Aku pikir, adalah gila orang
diajar membaca tapi tidak diajar makna yang dibaca. Itu sama halnya
engkau menyuruh aku menghafal Bahasa Inggris, tapi tidak memberi
artinya.
Aku pikir, tidak jadi orang soleh pun tidak apa-apa asalkan jadi orang baik hati. Bukankah begitu Stella?
RA Kartini melanjutkan curhat-nya, tapi kali ini dalam surat bertanggal 15 Agustus 1902 yang dikirim ke Ny Abendanon.
Dan
waktu itu aku tidak mau lagi melakukan hal-hal yang tidak tahu apa
perlu dan manfaatnya. Aku tidak mau lagi membaca Alquran, belajar
menghafal perumpamaan-perumpamaan dengan bahasa asing yang tidak aku
mengerti artinya.
Jangan-jangan, guruku pun tidak mengerti
artinya. Katakanlah kepada aku apa artinya, nanti aku akan mempelajari
apa saja. Aku berdosa. Kita ini teralu suci, sehingga kami tidak boleh
mengerti apa artinya.
Namun, Kartini tidak menceritakan
pertemuannya dengan Kyai Sholeh bin Umar dari Darat, Semarang -- lebih
dikenal dengan sebutan Kyai Sholeh Darat. Adalah Nyonya Fadhila
Sholeh, cucu Kyai Sholeh Darat, yang menuliskan kisah ini.
Takdir,
menurut Ny Fadihila Sholeh, mempertemukan Kartini dengan Kyai Sholel
Darat. Pertemuan terjadi dalam acara pengajian di rumah Bupati Demak
Pangeran Ario Hadiningrat, yang juga pamannya.
Kyai Sholeh Darat
memberikan ceramah tentang tafsir Al-Fatihah. Kartini tertegun.
Sepanjang pengajian, Kartini seakan tak sempat memalingkan mata dari
sosok Kyai Sholeh Darat, dan telinganya menangkap kata demi kata yang
disampaikan sang penceramah.
Ini bisa dipahami karena selama ini Kartini hanya tahu membaca Al Fatihah, tanpa pernah tahu makna ayat-ayat itu.
Setelah
pengajian, Kartini mendesak pamannya untuk menemaninya menemui Kyai
Sholeh Darat. Sang paman tak bisa mengelak, karena Kartini
merengek-rengek seperti anak kecil. Berikut dialog Kartini-Kyai Sholeh.
"Kyai, perkenankan saya bertanya bagaimana hukumnya apabila seorang berilmu menyembunyikan ilmunya?" Kartini membuka dialog.

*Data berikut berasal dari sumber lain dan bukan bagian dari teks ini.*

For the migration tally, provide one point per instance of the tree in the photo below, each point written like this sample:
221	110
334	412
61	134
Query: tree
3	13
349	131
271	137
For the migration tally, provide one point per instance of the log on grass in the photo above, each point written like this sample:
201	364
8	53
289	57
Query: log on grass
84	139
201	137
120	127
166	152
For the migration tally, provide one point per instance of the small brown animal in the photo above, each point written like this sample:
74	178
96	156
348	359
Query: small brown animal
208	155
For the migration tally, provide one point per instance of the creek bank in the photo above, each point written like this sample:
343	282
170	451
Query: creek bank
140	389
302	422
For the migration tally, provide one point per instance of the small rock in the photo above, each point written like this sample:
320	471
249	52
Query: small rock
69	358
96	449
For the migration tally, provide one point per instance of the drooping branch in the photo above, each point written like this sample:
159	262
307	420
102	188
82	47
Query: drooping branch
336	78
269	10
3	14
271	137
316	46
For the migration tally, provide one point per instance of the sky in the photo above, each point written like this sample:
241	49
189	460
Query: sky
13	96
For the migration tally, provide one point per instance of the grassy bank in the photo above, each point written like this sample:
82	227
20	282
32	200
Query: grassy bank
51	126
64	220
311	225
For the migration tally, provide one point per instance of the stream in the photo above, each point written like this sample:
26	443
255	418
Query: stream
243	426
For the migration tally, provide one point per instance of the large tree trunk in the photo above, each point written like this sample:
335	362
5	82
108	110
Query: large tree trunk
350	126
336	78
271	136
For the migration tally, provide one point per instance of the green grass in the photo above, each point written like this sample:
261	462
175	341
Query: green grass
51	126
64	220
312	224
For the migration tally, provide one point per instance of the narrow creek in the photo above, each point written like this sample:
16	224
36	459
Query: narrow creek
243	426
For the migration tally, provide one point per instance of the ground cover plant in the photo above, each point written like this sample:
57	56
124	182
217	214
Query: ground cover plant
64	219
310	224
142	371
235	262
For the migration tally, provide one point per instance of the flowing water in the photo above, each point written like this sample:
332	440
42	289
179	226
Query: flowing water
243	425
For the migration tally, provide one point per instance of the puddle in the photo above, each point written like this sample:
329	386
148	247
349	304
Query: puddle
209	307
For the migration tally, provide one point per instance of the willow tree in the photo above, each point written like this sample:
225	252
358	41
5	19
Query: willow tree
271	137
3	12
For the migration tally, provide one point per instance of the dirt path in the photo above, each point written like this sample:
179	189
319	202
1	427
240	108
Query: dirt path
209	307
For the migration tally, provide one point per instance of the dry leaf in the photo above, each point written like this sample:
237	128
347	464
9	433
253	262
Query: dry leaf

Kyai Sholeh tertegun, tapi tak lama. "Mengapa Raden Ajeng bertanya demikian?" Kyai Sholeh balik bertanya.
"Kyai,
selama hidupku baru kali ini aku berkesempatan memahami makna surat Al
Fatihah, surat pertama dan induk Alquran. Isinya begitu indah,
menggetarkan sanubariku," ujar Kartini.
Kyai Sholeh tertegun.
Sang guru seolah tak punya kata untuk menyela. Kartini melanjutkan;
"Bukan buatan rasa syukur hati ini kepada Allah. Namun, aku heran
mengapa selama ini para ulama melarang keras penerjemahan dan penafsiran
Al Quran ke dalam Bahasa Jawa. Bukankah Al Quran adalah bimbingan
hidup bahagia dan sejahtera bagi manusia?"
Dialog berhenti
sampai di situ. Ny Fadhila menulis Kyai Sholeh tak bisa berkata apa-apa
kecuali subhanallah. Kartini telah menggugah kesadaran Kyai Sholeh
untuk melakukan pekerjaan besar; menerjemahkan Alquran ke dalam Bahasa
Jawa.
*Tetapi pada waktu itu penjajah Belanda secara resmi melarang orang
menerjemahkan al-Qur’an. Mbah Sholeh Darat melanggar larangan ini,
Beliau menerjemahkan Qur’an dengan ditulis dalam huruf “arab gundul”
(pegon) sehingga tak dicurigai penjajah.
Kitab tafsir dan
terjemahan Qur’an ini diberi nama Kitab Faidhur-Rohman, tafsir pertama
di Nusantara dalam bahasa Jawa dengan aksara Arab. Kitab ini pula yang
dihadiahkannya kepada R.A. Kartini pada saat dia menikah dengan R.M.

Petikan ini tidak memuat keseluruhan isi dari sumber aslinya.